Судя по выражению лица Ренкина, беседа с Ханом не была плодотворной. Тот лишь кивал, изредка вставляя слово. В конце концов Ренкин набросил простыню на лицо мертвой девушки, и Хан пошел к выходу.
Я быстро отступил в тень.
Когда, миновав двор, Хан скрылся из виду, я вошел в морг. Ренкин с удивлением уставился на меня.
— Это был Хан? — спросил я.
— Да. Мошенник каких мало, но дело с горшками у него процветает. Он сколотил состояние, обманывая этих простофиль-туристов. Знаете, что он мне сказал? Ни за что не отгадаете! — Ренкин кивнул на мертвую девушку: — Она была такой набожной, что считала грехом оставаться наедине с мужчиной. У нее не было ни одного знакомого парня, если не считать за парня приходского попа.
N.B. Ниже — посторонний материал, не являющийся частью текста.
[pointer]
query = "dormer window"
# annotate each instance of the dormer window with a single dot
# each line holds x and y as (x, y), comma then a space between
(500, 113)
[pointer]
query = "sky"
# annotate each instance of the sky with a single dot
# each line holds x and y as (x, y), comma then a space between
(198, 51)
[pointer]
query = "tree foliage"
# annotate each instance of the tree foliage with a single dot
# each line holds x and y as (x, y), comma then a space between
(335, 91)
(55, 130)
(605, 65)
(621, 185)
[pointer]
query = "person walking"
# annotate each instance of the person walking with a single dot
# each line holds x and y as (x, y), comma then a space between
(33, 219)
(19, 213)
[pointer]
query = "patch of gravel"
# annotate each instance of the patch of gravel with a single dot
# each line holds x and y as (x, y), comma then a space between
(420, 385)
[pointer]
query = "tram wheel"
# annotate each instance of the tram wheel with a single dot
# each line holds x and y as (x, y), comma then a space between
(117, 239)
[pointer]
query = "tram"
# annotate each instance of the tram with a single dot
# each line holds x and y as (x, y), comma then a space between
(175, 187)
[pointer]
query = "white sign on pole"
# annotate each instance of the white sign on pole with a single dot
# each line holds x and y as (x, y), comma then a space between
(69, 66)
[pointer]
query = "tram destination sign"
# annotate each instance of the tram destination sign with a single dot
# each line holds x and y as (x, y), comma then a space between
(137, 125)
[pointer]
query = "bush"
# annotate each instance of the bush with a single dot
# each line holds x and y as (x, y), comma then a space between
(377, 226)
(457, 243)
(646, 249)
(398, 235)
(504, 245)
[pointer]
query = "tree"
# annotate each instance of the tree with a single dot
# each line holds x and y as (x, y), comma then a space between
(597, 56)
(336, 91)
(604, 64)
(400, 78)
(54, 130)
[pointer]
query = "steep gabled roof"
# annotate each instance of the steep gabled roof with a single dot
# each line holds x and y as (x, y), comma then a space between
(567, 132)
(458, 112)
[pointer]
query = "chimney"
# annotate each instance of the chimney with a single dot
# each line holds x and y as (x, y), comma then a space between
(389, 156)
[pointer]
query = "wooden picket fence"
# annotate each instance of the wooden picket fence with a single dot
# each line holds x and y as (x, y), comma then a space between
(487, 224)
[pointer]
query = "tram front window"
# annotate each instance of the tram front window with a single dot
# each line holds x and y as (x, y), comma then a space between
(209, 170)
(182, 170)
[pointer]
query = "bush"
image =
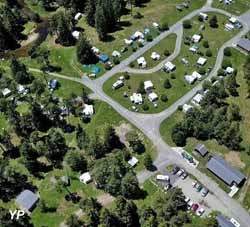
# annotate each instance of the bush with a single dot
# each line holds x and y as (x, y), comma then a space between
(209, 53)
(164, 98)
(206, 44)
(166, 53)
(126, 76)
(132, 64)
(202, 71)
(187, 24)
(138, 15)
(164, 26)
(145, 107)
(227, 52)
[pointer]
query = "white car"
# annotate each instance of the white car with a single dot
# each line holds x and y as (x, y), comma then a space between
(190, 204)
(187, 199)
(200, 212)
Поп был единственный человек мужского пола, с кем ее видели вместе, да и то во время сбора пожертвований для больных. Доктор говорит, что она девственница. Завтра я собираюсь сходить к священнику, но думаю, мы можем верить словам Хана.
— И все же она встречалась с Шеппи?
На лице Ренкина появилось брезгливое выражение.
— Он был и вправду такой донжуан, что мог влюбить ее в себя?
— Это было в его силах. Он умел понравиться женщине, хотя часто пользовался нечистоплотными приемами. Меня удивляет другое: почему он связался с такой святошей, как Тельма? Это совсем не его вкус. Может, отношения их были чисто деловыми: она передавала информацию, в которой он нуждался?
— Для этого не нужно устраивать свидания в пляжных кабинах. — Ренкин подошел к выключателю и погасил свет. — Договорились вы с Холдингом?
— В общем — да. Он, между прочим, посоветовал звонить вам домой, чтобы знать, как идут дела у полиции.
— И не советовал звонить ему самому?
— Нет, об этом разговора не было.
— И не будет. Зачем ему рисковать? — Приблизившись, Ренкин коснулся моей руки. — Будьте осторожны с Холдингом. Вы не первый, кого он использует в своих целях. Он любит выезжать на чужом горбу. Мистер Холдинг умеет целоваться с администрацией, обниматься с оппозицией. И все сходит с рук этому сукину сыну. Берегитесь его.
Опустив плечи и глубоко засунув руки в карманы пиджака, Ренкин вышел из морга и зашагал прочь. Даже без предупреждения я все равно не стал бы доверять Холдингу: недаром мать родила его с лицом хорька.
Было без двадцати пяти минут два, когда, сев в «бьюик», я отъехал от полицейского управления. Я чувствовал себя совершенно измотанным.
В гостинице, ловя на себе укоризненные взгляды ночного клерка, я вызвал лифт. Потом устало побрел по коридору и, войдя в номер, включил свет.
И выругался.
Все в номере было перевернуто вверх дном, точно так же, как утром в комнате Шеппи. Кто-то вытащил ящики из комода, разорвал матрац и выпустил пух из подушек. На полу валялись вещи — мои и Шеппи.